Na decisão, a juiza responsável reconheceu que, mesmo antes da entrada em vigor da Lei nº 15.211/2025, que passou a regulamentar o tema, já havia ilicitude na prática, com base na Constituição Federal, no Estatuto da Criança e do Adolescente (ECA) e no Código de Defesa do Consumidor.
Entre as condenações, a Riot Games Serviços Ltda. deverá pagar R$ 15 milhões pelo uso do mecanismo no jogo League of Legends. Já a Ubisoft Entertainment Ltda. foi condenada a R$ 8 milhões, em decisão que também reconheceu a prática nos jogos Tom Clancy’s Rainbow Six Siege e Tom Clancy’s Ghost Recon Wildlands. No caso da Konami, as empresas do grupo foram condenadas solidariamente ao pagamento de R$ 12 milhões.

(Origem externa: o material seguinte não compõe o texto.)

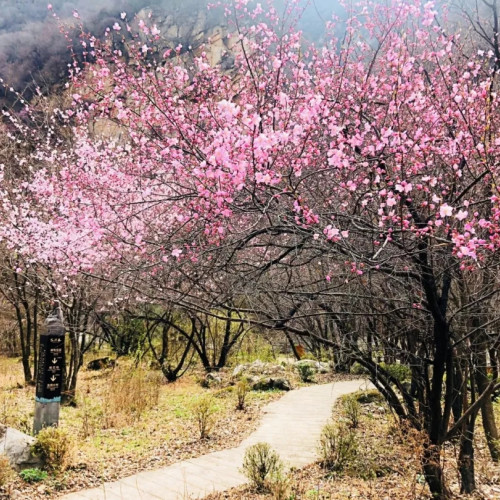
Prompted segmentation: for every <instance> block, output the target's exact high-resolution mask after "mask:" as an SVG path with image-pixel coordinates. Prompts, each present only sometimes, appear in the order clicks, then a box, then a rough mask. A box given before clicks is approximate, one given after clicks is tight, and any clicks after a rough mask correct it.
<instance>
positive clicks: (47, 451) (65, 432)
mask: <svg viewBox="0 0 500 500" xmlns="http://www.w3.org/2000/svg"><path fill="white" fill-rule="evenodd" d="M32 448H33V453H34V454H35V455H37V456H39V457H40V458H41V459H42V460H43V462H44V464H45V468H46V469H47V470H49V471H52V472H60V471H62V470H64V469H65V468H66V466H67V465H68V463H69V461H70V459H71V455H72V451H73V444H72V441H71V439H70V437H69V435H68V433H67V432H66V431H65V430H63V429H61V428H59V427H45V429H42V430H41V431H40V432H39V433H38V436H37V437H36V441H35V443H34V444H33V447H32Z"/></svg>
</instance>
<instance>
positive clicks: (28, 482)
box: [19, 469, 48, 483]
mask: <svg viewBox="0 0 500 500" xmlns="http://www.w3.org/2000/svg"><path fill="white" fill-rule="evenodd" d="M19 475H20V476H21V478H22V479H24V480H25V481H26V482H27V483H39V482H40V481H44V480H45V479H47V476H48V474H47V472H46V471H44V470H41V469H24V470H22V471H21V472H20V473H19Z"/></svg>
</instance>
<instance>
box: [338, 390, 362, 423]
mask: <svg viewBox="0 0 500 500" xmlns="http://www.w3.org/2000/svg"><path fill="white" fill-rule="evenodd" d="M342 413H343V415H344V417H345V418H346V420H347V423H348V425H349V427H350V428H351V429H357V428H358V427H359V417H360V413H361V405H360V404H359V402H358V400H357V399H356V397H355V396H353V395H352V394H350V395H348V396H345V397H344V398H343V401H342Z"/></svg>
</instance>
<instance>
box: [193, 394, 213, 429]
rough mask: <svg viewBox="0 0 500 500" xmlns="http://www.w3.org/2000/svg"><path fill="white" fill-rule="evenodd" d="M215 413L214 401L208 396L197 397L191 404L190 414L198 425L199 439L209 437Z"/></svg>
mask: <svg viewBox="0 0 500 500" xmlns="http://www.w3.org/2000/svg"><path fill="white" fill-rule="evenodd" d="M216 411H217V406H216V404H215V399H214V397H213V396H211V395H210V394H203V395H202V396H199V397H197V398H196V399H195V400H194V401H193V403H192V404H191V413H192V416H193V419H194V420H195V422H196V424H197V425H198V430H199V431H200V439H205V438H207V437H208V436H209V435H210V432H211V431H212V428H213V426H214V423H215V418H214V414H215V412H216Z"/></svg>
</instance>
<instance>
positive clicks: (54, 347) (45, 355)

As condenações mais elevadas atingem plataformas digitais: a Apple Computer Brasil Ltda. e a Microsoft do Brasil Importação e Comércio de Software e Vídeo Games Ltda. foram condenadas a pagar R$ 50 milhões cada. Já a Google Brasil Internet Ltda. e a Sony Interactive Entertainment do Brasil Comércio e Serviços de Marketing Ltda. deverão desembolsar R$ 40 milhões, individualmente.
Além da indenização coletiva, que será destinada ao Fundo dos Direitos da Criança e do Adolescente do Distrito Federal, a sentença reconheceu o direito à reparação individual de crianças e adolescentes que tenham adquirido ou utilizado loot boxes no jogo. Nesses casos, os interessados deverão comprovar, em ações individuais, o vínculo com a prática e os danos sofridos.
As decisões determinam ainda que as empresas implementem, no prazo de até 90 dias após o trânsito em julgado, medidas como alertas claros sobre o funcionamento das recompensas, divulgação das probabilidades de obtenção de itens, mecanismos de verificação de idade e sistemas de reembolso. O descumprimento pode gerar multas diárias que variam de R$ 100 mil a R$ 500 mil, a depender do caso.
Em todos os processos, o Judiciário também ordenou a ampla divulgação das sentenças nos canais oficiais das empresas, incluindo plataformas digitais, redes sociais e, quando aplicável, dentro dos próprios jogos, por período mínimo de 90 dias.
Com a nova sentença, o processo segue aberto para eventual recurso das partes.